El eterno cruce de sombras

En una ciudad donde los relojes estaban prohibidos, los habitantes vivían inmersos en un presente continuo. Las memorias del pasado y las expectativas del futuro coexistían como sombras danzantes alrededor de ellos, incapaces de ser atrapadas del todo. La única regla era clara: nadie podía preguntar por el tiempo, pues hacerlo significaba caer en la desesperación de lo incomprensible.

Nora, una joven con el hábito de observar las grietas en los muros, empezó a notar algo extraño. En su mente, los días parecían derramarse unos sobre otros, pero había un instante —siempre al atardecer— en el que los recuerdos del pasado parecían hablarle con una voz firme, mientras que las promesas del futuro le susurraban algo incierto. Era como si estuviera atrapada en un puente invisible entre dos abismos.

Intrigada, Nora buscó a Eron, un anciano vagabundo conocido por sus enigmas. Al hallarlo junto a un lago de aguas inmóviles, le preguntó: —¿Qué es el presente?

Eron sonrió, levantando una piedra del suelo y arrojándola al lago. —Es esto —dijo, mientras las ondas se extendían hacia el horizonte—. El instante en que la piedra toca el agua. Pero mira bien: las ondas que ves son el pasado y el futuro. El presente no existe sin ambos.

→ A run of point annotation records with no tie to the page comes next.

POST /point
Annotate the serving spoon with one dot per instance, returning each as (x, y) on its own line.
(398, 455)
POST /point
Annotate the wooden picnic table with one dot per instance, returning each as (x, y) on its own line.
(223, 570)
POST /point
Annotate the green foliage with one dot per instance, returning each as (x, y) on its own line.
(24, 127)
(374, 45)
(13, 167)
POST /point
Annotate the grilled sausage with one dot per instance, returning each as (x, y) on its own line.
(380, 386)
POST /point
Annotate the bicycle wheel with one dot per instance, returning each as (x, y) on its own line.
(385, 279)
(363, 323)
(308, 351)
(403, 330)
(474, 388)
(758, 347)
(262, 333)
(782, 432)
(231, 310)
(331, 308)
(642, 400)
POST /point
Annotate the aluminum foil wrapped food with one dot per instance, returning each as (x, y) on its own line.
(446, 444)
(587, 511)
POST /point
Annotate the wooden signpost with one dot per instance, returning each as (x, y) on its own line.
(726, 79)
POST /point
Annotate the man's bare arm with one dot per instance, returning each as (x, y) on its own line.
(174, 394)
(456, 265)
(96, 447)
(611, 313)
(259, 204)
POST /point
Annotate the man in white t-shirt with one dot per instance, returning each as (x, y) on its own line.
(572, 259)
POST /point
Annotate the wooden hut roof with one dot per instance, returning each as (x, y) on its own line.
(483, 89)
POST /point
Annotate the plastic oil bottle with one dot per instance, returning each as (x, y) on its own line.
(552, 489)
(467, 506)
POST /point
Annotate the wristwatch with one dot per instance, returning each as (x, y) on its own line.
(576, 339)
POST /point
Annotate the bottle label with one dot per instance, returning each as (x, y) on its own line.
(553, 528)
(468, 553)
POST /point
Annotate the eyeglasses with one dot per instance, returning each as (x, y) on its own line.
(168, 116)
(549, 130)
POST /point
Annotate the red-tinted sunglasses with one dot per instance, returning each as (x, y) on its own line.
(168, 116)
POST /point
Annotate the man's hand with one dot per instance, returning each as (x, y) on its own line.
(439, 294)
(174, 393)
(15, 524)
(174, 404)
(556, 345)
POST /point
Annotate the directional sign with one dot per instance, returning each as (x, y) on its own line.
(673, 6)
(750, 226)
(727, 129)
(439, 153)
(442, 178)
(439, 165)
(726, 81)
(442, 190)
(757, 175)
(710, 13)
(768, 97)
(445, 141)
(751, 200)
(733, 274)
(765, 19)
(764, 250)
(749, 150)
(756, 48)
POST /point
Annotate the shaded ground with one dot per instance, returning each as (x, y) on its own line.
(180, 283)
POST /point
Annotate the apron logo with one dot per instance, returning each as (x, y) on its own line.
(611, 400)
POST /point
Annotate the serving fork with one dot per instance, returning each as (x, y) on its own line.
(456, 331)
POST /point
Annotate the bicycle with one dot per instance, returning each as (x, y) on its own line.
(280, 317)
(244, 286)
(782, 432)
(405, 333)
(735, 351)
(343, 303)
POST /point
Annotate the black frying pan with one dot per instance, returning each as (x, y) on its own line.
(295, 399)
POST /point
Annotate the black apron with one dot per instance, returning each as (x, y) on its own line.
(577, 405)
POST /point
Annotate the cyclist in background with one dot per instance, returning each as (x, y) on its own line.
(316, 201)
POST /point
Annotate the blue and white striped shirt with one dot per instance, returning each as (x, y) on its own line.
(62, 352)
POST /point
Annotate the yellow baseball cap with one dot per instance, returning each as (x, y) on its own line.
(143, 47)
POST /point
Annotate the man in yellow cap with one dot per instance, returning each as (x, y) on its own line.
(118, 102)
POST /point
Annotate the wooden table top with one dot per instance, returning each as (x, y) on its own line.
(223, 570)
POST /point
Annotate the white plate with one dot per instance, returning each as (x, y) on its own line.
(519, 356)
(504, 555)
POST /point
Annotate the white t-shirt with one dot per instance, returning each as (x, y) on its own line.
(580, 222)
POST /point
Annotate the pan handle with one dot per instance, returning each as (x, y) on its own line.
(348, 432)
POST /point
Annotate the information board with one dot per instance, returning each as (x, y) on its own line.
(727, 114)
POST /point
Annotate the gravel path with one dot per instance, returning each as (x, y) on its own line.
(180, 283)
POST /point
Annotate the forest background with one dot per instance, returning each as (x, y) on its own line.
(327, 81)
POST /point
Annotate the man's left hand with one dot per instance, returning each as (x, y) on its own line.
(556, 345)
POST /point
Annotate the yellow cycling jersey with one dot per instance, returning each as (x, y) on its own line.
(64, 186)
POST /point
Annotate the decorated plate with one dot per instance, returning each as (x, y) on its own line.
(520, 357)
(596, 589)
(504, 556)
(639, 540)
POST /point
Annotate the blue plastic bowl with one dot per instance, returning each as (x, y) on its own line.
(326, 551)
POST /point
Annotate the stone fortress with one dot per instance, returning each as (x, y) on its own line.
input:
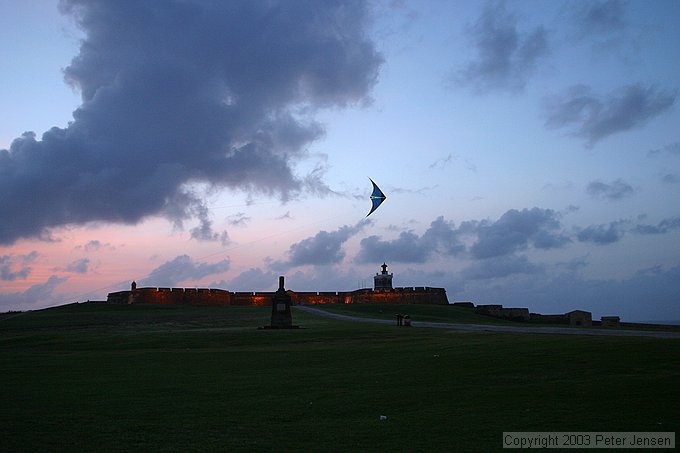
(382, 293)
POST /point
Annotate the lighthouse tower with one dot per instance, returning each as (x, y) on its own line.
(382, 280)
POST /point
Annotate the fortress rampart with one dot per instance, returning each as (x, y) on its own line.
(211, 296)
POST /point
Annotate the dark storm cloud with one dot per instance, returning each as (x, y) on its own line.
(615, 190)
(500, 266)
(13, 267)
(441, 237)
(662, 227)
(517, 230)
(322, 249)
(506, 57)
(78, 266)
(514, 231)
(601, 17)
(602, 234)
(183, 268)
(670, 178)
(179, 92)
(593, 117)
(672, 149)
(34, 296)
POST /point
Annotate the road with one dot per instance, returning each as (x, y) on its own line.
(498, 328)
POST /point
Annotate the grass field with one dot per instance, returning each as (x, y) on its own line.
(180, 378)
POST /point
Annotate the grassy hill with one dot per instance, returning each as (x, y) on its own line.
(181, 378)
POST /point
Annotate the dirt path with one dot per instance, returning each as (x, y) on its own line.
(493, 328)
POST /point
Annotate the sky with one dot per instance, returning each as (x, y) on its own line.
(529, 150)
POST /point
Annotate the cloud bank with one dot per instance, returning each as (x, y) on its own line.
(505, 57)
(180, 92)
(593, 117)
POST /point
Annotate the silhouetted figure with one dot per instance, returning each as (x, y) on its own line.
(282, 317)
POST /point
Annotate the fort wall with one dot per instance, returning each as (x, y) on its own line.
(211, 296)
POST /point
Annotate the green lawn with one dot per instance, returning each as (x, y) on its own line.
(169, 378)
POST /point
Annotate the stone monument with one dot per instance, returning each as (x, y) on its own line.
(282, 317)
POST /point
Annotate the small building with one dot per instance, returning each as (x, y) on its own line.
(383, 280)
(580, 318)
(610, 321)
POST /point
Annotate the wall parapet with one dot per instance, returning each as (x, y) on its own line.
(213, 296)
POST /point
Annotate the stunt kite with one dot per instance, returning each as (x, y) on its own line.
(377, 197)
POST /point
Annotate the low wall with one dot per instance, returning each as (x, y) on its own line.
(209, 296)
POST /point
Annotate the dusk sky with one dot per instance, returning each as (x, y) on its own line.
(529, 150)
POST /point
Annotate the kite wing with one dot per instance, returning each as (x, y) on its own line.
(377, 197)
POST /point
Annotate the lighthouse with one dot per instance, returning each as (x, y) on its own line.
(383, 280)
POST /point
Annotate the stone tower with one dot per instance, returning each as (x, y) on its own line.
(382, 280)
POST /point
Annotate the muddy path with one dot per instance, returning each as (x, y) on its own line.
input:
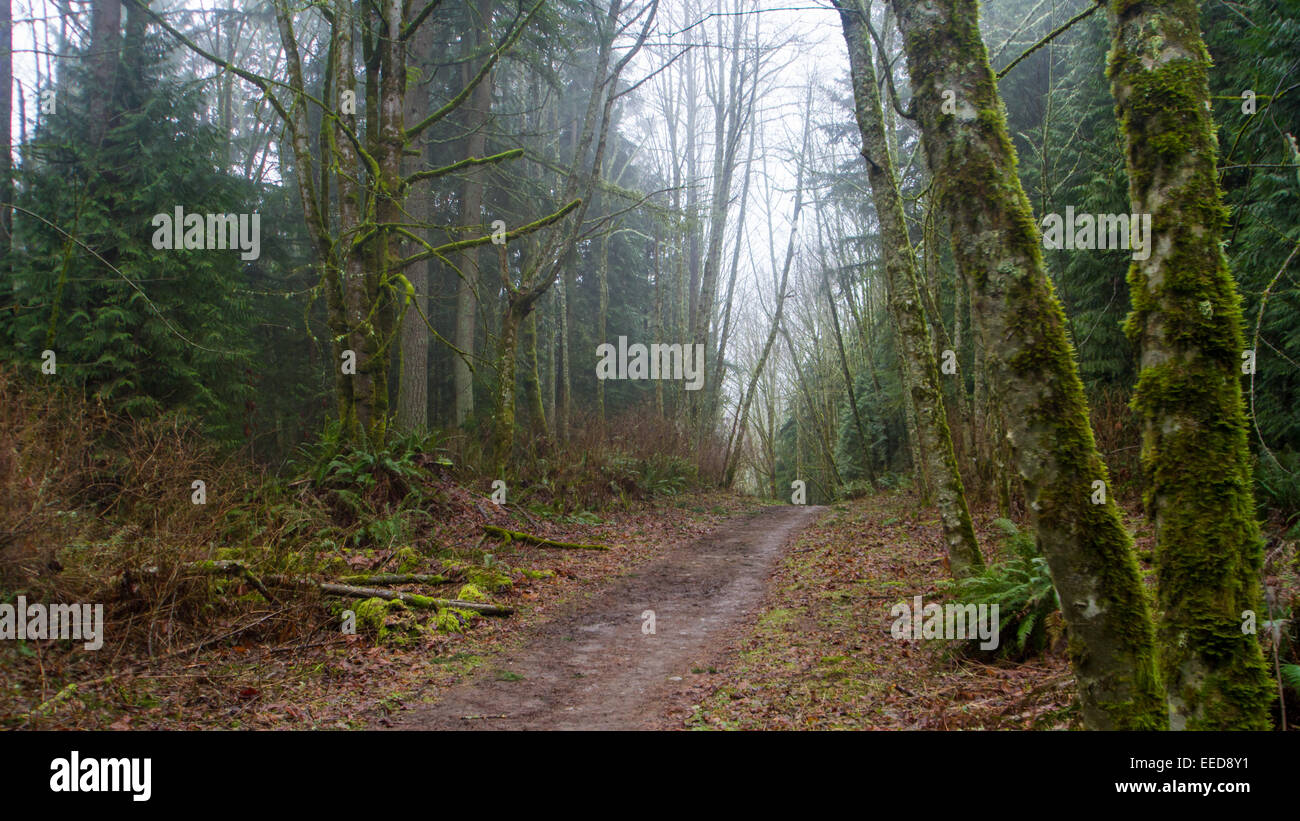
(597, 667)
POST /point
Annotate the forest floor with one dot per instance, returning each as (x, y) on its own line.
(612, 660)
(765, 617)
(779, 620)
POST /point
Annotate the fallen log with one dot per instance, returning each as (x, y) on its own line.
(414, 599)
(226, 567)
(514, 535)
(399, 578)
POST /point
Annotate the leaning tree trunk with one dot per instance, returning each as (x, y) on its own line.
(1031, 365)
(1187, 322)
(905, 303)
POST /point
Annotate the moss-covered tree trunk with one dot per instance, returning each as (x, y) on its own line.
(900, 265)
(1187, 322)
(1031, 365)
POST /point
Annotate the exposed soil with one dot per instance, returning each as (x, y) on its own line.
(597, 667)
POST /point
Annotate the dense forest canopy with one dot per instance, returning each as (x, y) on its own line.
(605, 248)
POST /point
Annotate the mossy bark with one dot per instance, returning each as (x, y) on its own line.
(1187, 322)
(905, 303)
(1031, 365)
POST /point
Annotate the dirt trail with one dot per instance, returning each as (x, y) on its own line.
(592, 668)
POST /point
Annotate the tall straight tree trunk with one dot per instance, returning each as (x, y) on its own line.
(905, 300)
(1187, 324)
(7, 147)
(735, 448)
(1031, 365)
(414, 378)
(105, 39)
(471, 217)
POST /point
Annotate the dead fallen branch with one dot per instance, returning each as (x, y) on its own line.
(401, 578)
(225, 567)
(514, 535)
(393, 595)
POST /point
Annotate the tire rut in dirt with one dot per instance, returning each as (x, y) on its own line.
(592, 667)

Confundida pero fascinada, Nora replicó: —Entonces, ¿vivimos en lo que ya pasó o en lo que está por venir?

Eron asintió lentamente. —Exacto. No hay presente sin el eco del pasado y el murmullo del futuro. Son como dos manos invisibles moldeando este instante. Y sin embargo, aquí estamos, entre las sombras de lo que fue y las luces de lo que será.

A partir de ese día, Nora comprendió que el presente era solo el espacio donde se abrazaban las memorias y los sueños, un cruce efímero que nunca podría sostenerse por completo. Y, sin embargo, era el único lugar donde la vida podía realmente sentirse viva.